Een deel van de inzendingen vond de jury van uitzonderlijk hoge kwaliteit. Zij had dan ook een relatief groot aantal stevige vergaderingen nodig, waarbij zij uit de rijke oogst eerst een longlist van 16 titels selecteerde. Daarna volgde een shortlist die zij niet tot de gebruikelijke 3 genomineerden kon beperken, het werden er 5. Tot onze spijt moesten er bijzondere boeken afvallen, zoals de puntige analyse van onze eeuwige haast in Neem de tijd van Koen Haegens; de brug die Joris Note slaat tussen literatuur en politiek in Wonderlijke wapens; het mooi geschreven én uitgegeven Grote landschapsboek van Willem van Toorn; en de eigenzinnige ode aan het zelfstandig denken in Denken op de plaats rust van Henk van der Waal;
Een eigen stem – dat was een van de criteria van de jury. Die persoonlijke stem mocht tegelijkertijd niet ontsporen en het onderwerp overwoekeren. De jury waardeerde de grote greep meer dan de beschouwing op de vierkante centimeter en de poging voor een groot publiek te schrijven meer dan de focus op een klein, al voor de zaak gewonnen, specialistisch lezerspubliek. Was er sprake van een boek met een wetenschappelijk karakter, dan ging de waardering van de jury uit naar het werk waarbij meer op het spel stond dan louter de popularisering van een vakgebied. Ook gaf de jury in principe de voorkeur aan een boek met een eenheid, boven een bundel van naast elkaar staande artikelen gegroepeerd rond hetzelfde thema. Tot slot heeft de jury in het bijzonder gekeken naar essays met een actuele politiek-maatschappelijke lading, waarbij de auteur het risico nam een origineel pad van denken te bewandelen.
Uiteindelijk heeft de jury 5 uitstekende boeken genomineerd – in veel opzichten ongelijksoortig, doch tegelijkertijd elk exceptioneel.
In Hamburgers in het paradijs, een geschiedenis van ons voedsel met allerhande vraagstukken daaromheen, is Louise O. Fresco erin geslaagd haar enorme vakinhoudelijke kennis te verbinden met brede historische en culturele elementen, die voor een groot publiek boeiend en informatief zijn. Bovendien aarzelt ze niet naar eigen relevante ervaringen te verwijzen en haar betoog daarmee persoonlijker te maken. Haar boek verschaft de lezer een weelde aan nuchter, wetenschappelijk inzicht – over een emotioneel beladen onderwerp dat vaak voorpaginanieuws is – zonder op enig moment te vervallen in een sec encyclopedische toon. Fresco gaat voor de grote greep, het omvattende panorama en zet haar kwaliteiten van fictie-auteur, die zij ook is, in om haar lezer mee te voeren door de wereld van voedsel, landbouw en de toekomst van de aarde.

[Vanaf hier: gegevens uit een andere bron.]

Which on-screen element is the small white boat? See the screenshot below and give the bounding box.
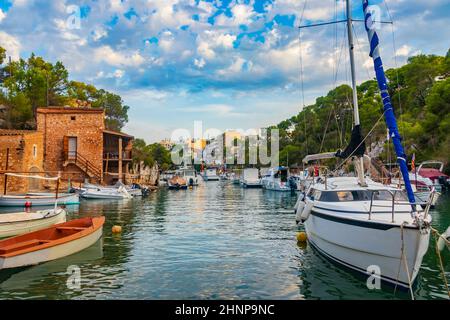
[296,177,431,288]
[0,193,80,207]
[0,208,66,238]
[0,217,105,269]
[241,168,262,188]
[202,168,220,181]
[261,167,292,192]
[81,187,133,200]
[82,181,142,197]
[176,168,198,186]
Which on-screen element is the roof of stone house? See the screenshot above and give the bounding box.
[0,129,38,136]
[37,106,105,114]
[103,130,134,139]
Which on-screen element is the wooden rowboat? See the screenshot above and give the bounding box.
[0,208,66,238]
[0,217,105,270]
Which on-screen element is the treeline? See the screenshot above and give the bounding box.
[276,50,450,172]
[0,47,129,130]
[133,139,174,171]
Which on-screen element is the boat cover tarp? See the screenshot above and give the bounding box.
[363,0,415,211]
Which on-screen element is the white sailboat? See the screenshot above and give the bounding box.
[241,168,262,188]
[177,167,198,186]
[296,0,431,288]
[202,168,220,181]
[261,167,292,192]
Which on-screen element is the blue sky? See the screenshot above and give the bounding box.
[0,0,450,142]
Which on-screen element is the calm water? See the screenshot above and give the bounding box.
[0,182,450,299]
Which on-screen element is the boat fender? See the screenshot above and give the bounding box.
[297,231,307,243]
[295,199,305,223]
[112,226,122,233]
[300,201,314,222]
[294,192,305,212]
[437,227,450,251]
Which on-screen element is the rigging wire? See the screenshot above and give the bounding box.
[383,0,406,139]
[298,0,309,154]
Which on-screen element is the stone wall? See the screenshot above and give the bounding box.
[0,130,44,194]
[37,108,105,181]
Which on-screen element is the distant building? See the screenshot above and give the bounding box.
[0,130,44,194]
[159,139,175,151]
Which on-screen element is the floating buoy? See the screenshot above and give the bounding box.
[297,231,307,243]
[112,226,122,233]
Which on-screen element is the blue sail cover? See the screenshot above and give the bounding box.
[363,0,416,211]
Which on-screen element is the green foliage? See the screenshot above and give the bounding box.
[277,50,450,170]
[133,139,172,170]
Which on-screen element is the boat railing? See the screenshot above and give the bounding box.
[369,189,433,223]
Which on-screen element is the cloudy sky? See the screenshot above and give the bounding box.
[0,0,450,142]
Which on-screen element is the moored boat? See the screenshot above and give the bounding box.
[296,0,431,294]
[0,217,105,269]
[81,188,133,200]
[261,167,292,192]
[202,168,220,181]
[0,208,67,238]
[241,168,262,188]
[0,193,80,207]
[167,175,188,190]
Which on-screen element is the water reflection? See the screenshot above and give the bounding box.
[0,181,450,299]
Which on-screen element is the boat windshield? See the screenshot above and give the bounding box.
[314,190,408,202]
[184,170,195,177]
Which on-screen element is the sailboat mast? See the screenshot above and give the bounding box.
[346,0,360,126]
[346,0,366,185]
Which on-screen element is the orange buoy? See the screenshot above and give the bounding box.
[112,226,122,233]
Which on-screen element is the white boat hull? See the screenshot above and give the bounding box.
[203,175,220,181]
[262,180,291,192]
[0,228,103,270]
[305,210,430,288]
[241,180,262,188]
[0,209,66,238]
[0,193,80,207]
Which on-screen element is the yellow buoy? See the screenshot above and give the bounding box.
[297,231,307,242]
[112,226,122,233]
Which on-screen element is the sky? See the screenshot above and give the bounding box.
[0,0,450,143]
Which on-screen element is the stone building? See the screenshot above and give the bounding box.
[0,130,44,194]
[37,107,134,184]
[0,107,134,191]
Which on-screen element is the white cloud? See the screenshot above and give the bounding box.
[0,9,6,23]
[194,58,206,69]
[92,27,108,41]
[94,46,145,67]
[395,44,412,57]
[178,104,241,117]
[0,31,21,60]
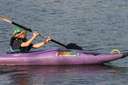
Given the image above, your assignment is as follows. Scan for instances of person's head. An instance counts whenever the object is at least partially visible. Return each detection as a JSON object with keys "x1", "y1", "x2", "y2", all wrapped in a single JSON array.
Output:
[
  {"x1": 15, "y1": 31, "x2": 26, "y2": 38},
  {"x1": 13, "y1": 29, "x2": 26, "y2": 38}
]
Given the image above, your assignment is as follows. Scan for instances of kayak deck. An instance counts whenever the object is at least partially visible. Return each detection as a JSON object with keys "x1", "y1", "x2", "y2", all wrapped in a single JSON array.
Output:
[{"x1": 0, "y1": 50, "x2": 123, "y2": 65}]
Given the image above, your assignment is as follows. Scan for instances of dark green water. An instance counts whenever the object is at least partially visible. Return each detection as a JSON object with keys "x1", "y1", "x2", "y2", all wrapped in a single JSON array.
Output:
[{"x1": 0, "y1": 0, "x2": 128, "y2": 85}]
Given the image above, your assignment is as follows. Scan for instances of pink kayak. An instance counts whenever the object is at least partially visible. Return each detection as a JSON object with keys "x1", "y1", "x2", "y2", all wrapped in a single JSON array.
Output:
[{"x1": 0, "y1": 50, "x2": 127, "y2": 65}]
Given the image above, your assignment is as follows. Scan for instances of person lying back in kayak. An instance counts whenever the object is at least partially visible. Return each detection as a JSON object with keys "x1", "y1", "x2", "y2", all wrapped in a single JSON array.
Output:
[{"x1": 10, "y1": 27, "x2": 51, "y2": 52}]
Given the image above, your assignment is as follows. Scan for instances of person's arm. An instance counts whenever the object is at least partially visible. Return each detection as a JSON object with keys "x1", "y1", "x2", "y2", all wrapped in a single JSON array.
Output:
[{"x1": 21, "y1": 32, "x2": 39, "y2": 47}]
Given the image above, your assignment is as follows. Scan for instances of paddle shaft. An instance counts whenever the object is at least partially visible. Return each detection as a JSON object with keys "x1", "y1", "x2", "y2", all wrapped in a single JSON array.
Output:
[{"x1": 51, "y1": 39, "x2": 68, "y2": 48}]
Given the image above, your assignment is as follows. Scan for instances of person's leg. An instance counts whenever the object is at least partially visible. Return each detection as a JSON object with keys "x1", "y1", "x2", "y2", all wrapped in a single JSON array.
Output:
[{"x1": 32, "y1": 42, "x2": 45, "y2": 48}]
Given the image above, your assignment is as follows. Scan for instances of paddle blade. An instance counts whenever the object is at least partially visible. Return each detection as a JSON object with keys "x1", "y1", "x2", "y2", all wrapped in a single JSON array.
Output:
[{"x1": 0, "y1": 16, "x2": 12, "y2": 24}]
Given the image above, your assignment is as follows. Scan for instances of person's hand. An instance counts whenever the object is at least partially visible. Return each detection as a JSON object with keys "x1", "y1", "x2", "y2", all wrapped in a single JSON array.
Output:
[
  {"x1": 32, "y1": 32, "x2": 40, "y2": 37},
  {"x1": 44, "y1": 36, "x2": 52, "y2": 44}
]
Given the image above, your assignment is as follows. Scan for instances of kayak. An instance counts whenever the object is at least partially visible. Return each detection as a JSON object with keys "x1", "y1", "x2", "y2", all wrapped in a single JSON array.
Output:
[
  {"x1": 0, "y1": 49, "x2": 127, "y2": 65},
  {"x1": 0, "y1": 49, "x2": 127, "y2": 65}
]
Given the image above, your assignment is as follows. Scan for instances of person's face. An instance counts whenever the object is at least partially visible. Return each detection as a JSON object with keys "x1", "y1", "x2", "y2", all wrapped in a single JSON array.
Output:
[{"x1": 15, "y1": 32, "x2": 26, "y2": 38}]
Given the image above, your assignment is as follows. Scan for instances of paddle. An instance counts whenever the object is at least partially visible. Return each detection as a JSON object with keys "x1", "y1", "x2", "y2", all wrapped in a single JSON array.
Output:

Ook Joep Leerssen heeft in het academische veld zijn lauweren verdiend. Toch is ook hij er in Spiegelpaleis Europa. Europese cultuur als mythe en beeldvorming in geslaagd de academische toon te verlaten en ieder van ons te verleiden zijn Europese culturele paleis te betreden. Erudiet en verhalend verbindt deze specialist van imagovorming subjectief en op sprankelende wijze Europese literatuur, muziek en film, in heden en verleden. Speels en verhalend verkent hij het Europese cultuurhistorische labyrint, licht er bekende én onbekende literaire en culturele thema’s uit en brengt zijn kennis op exceptioneel enthousiasmerende wijze over op de lezer.
De innerlijke bibliotheek die Marja Pruis voor haar lezers openstelt in Kus me, straf me biedt ons een intellectueel-avontuurlijke tocht door een persoonlijk labyrint van ‘lezen en schrijven, liefde en verraad’, zoals de ondertitel luidt. In haar boek bespeelt Pruis virtuoos verschillende literaire registers. Ze is poëtisch, uitermate geestig, nu weer beschouwend, dan aarzelend, reflecteert nu eens via fictie of met journalistieke inslag, maar altijd op een lichte, persoonlijke, direct aansprekende toon. Met verve rekt ze de grenzen van het genre van het essay tot het uiterste op. Ook de lezer voor wie haar onderwerpen strikt onbekend terrein zijn, verleidt ze dankzij haar verademend toegankelijke stijl. Ze schrijft intiem zonder opdringerig te worden, buigt zich over hedendaagse clichés, portretteert genuanceerd, op haar eigen tastende wijze grote vrouwelijke auteurs, waarbij ze een intuïtieve intelligentie etaleert die op haar lezer uitermate aanstekelijk werkt.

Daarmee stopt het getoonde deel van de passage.